Woran liegt's? Verliert Treue an Bedeutung? Ist die Hürde für eine Scheidung so niedrig, dass sie leichter genommen wird? Der Darmstädter Sozialrichter Jürgen Borchert, einer der führenden Familienexperten, hält zwei andere Punkte für entscheidend: eine finanzielle Überforderung für Paare mit Kindern und eine mangelnde persönliche Verantwortung bei Paaren ohne Kinder. „Man kann getrost unterstellen, dass das staatlich gesetzte Abgabensystem eine nicht zu unterschätzende Rolle bei den Scheidungen spielt"., sagte Borchert unserer Zeitung. Übermäßiger ökonomischer Druck zerstöre die Familien. „Die Daten sind ja bekannt: Ein Facharbeiter mit zwei Kindern und einem Durchschnittseinkommen kann die Familie nicht mehr minimal sichern. Das bedeutet Dauer-Stress." Fast jedes zweite der 2002 geschiedenen Ehepaare hatte minderjährige Kinder. Rund 160 100 Kinder unter 18 Jahren waren von der Trennung ihrer Eltern betroffen. Das waren 4,1 Prozent mehr als im Vorjahr und 57,9 Prozent mehr als vor zehn Jahren. Der Experte aus Darmstadt mahnt politische Korrekturen an: Die Steuer- und Sozialsysteme müssten so eingerichtet werden, dass es Familien möglich werde, „aus dem selbst erwirtschafteten Einkommen in Selbstverantwortung und Freiheit die Kinder großzuziehen".

Borchert hält noch einen Punkt für zentral: „Angesichts der zunehmenden Kinderlosigkeit sind Ehen weniger Verantwortungsgemeinschaft als früher.

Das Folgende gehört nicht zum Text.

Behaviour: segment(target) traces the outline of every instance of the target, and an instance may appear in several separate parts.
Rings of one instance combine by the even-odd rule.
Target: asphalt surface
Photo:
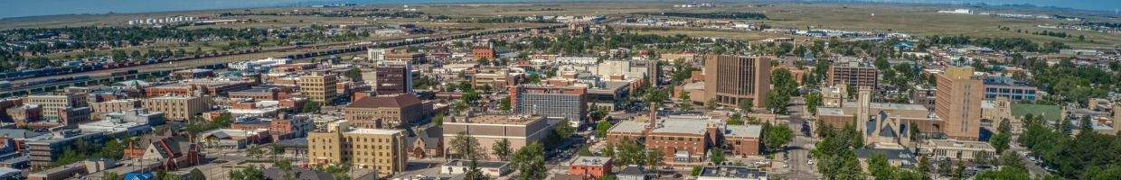
[[[787,119],[786,125],[794,131],[795,138],[790,144],[787,144],[787,154],[790,160],[790,171],[786,173],[786,179],[822,179],[822,176],[817,173],[816,162],[815,164],[807,164],[806,161],[809,160],[809,150],[814,148],[813,136],[806,136],[802,133],[802,123],[806,120],[803,114],[805,112],[805,101],[802,97],[794,97],[790,100],[791,106],[787,110],[790,112]],[[781,159],[781,157],[776,157]]]

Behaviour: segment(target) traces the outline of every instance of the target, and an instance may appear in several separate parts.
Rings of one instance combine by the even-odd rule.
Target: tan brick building
[[[828,76],[826,83],[830,86],[843,84],[852,88],[868,86],[874,89],[879,85],[877,77],[880,76],[880,69],[877,69],[872,65],[850,61],[847,64],[830,66],[830,72],[826,76]]]
[[[58,120],[59,110],[84,107],[86,101],[80,94],[31,95],[24,104],[38,104],[43,107],[43,120]]]
[[[432,104],[413,94],[365,97],[343,107],[343,116],[355,127],[392,129],[416,123],[432,114]]]
[[[716,104],[739,106],[740,101],[752,101],[762,107],[770,89],[770,59],[735,55],[705,56],[705,97]]]
[[[168,121],[186,121],[210,110],[210,97],[160,96],[143,100],[143,107],[164,112]]]
[[[345,123],[343,123],[345,124]],[[339,125],[326,132],[307,135],[311,165],[350,162],[351,168],[376,170],[391,176],[406,170],[405,131],[385,129],[350,129]]]
[[[510,141],[510,150],[518,151],[532,142],[545,140],[553,126],[545,117],[531,115],[480,115],[474,117],[457,117],[453,122],[444,122],[444,144],[451,144],[461,132],[479,140],[482,154],[492,157],[494,143],[502,139]],[[450,152],[458,153],[458,152]]]
[[[984,84],[973,77],[971,67],[947,67],[937,78],[934,112],[945,121],[944,132],[952,139],[976,141]]]
[[[299,93],[312,102],[330,104],[339,94],[335,83],[337,83],[335,75],[313,73],[299,77]]]
[[[90,107],[93,108],[92,119],[101,120],[101,116],[104,114],[139,108],[141,104],[140,100],[113,100],[108,102],[90,103]]]

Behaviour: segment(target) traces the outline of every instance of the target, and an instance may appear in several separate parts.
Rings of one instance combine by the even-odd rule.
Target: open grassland
[[[223,17],[215,16],[221,12],[299,12],[299,11],[330,11],[343,9],[405,9],[404,6],[374,6],[374,7],[345,7],[345,8],[257,8],[257,9],[225,9],[225,10],[200,10],[179,12],[151,12],[151,13],[122,13],[122,15],[95,15],[95,16],[52,16],[30,17],[0,20],[0,29],[28,28],[28,27],[74,27],[74,26],[121,26],[129,19],[142,19],[169,16],[197,16],[214,17],[214,19],[253,19],[256,22],[209,25],[189,28],[229,27],[229,28],[279,28],[290,26],[308,25],[361,25],[361,23],[416,23],[430,28],[447,29],[478,29],[495,27],[530,27],[535,23],[467,23],[451,21],[427,21],[423,18],[328,18],[314,16],[244,16]],[[863,30],[878,32],[904,32],[915,36],[956,36],[965,35],[972,37],[1022,37],[1030,40],[1062,41],[1076,47],[1118,47],[1121,46],[1121,36],[1096,31],[1081,31],[1066,29],[1039,28],[1038,26],[1054,26],[1062,23],[1076,23],[1075,21],[1050,20],[1050,19],[1012,19],[998,18],[982,15],[952,15],[937,13],[937,10],[963,8],[942,4],[897,4],[897,3],[731,3],[721,4],[713,8],[673,8],[671,3],[641,2],[585,2],[585,3],[524,3],[524,4],[414,4],[409,9],[417,9],[430,16],[451,17],[503,17],[503,16],[631,16],[633,12],[659,12],[659,11],[687,11],[687,12],[761,12],[768,17],[766,20],[749,20],[751,22],[766,23],[777,28],[795,29],[837,29],[837,30]],[[1041,8],[1004,8],[1004,7],[965,7],[974,10],[1015,13],[1059,13],[1077,15],[1090,17],[1095,20],[1121,21],[1109,15],[1091,13],[1078,10],[1054,10]],[[1008,27],[1010,30],[1001,30],[1000,27]],[[1020,30],[1021,32],[1017,32]],[[1049,36],[1031,35],[1035,31],[1062,31],[1071,35],[1069,38],[1057,38]],[[726,30],[711,29],[645,29],[637,32],[674,35],[686,34],[691,36],[717,36],[735,39],[763,39],[772,35],[733,32]],[[1077,41],[1073,37],[1085,36],[1087,40]]]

Sie lassen sich daher auch leichter trennen." In einer Zeit, in der viele junge Leute keine berufliche Perspektive hätten, stellten sie den Kinderwunsch immer länger zurück. Bei der Ehe ist das sechste Jahr das verflixte: Die meisten Paare (13 310) waren bei ihrer Scheidung fünf Jahre verheiratet. Treibende Kraft bei Trennungen sind der Statistik zufolge die Frauen. Über 118 200 Scheidungsverfahren wurden im vorigen Jahr von den Ehefrauen beantragt.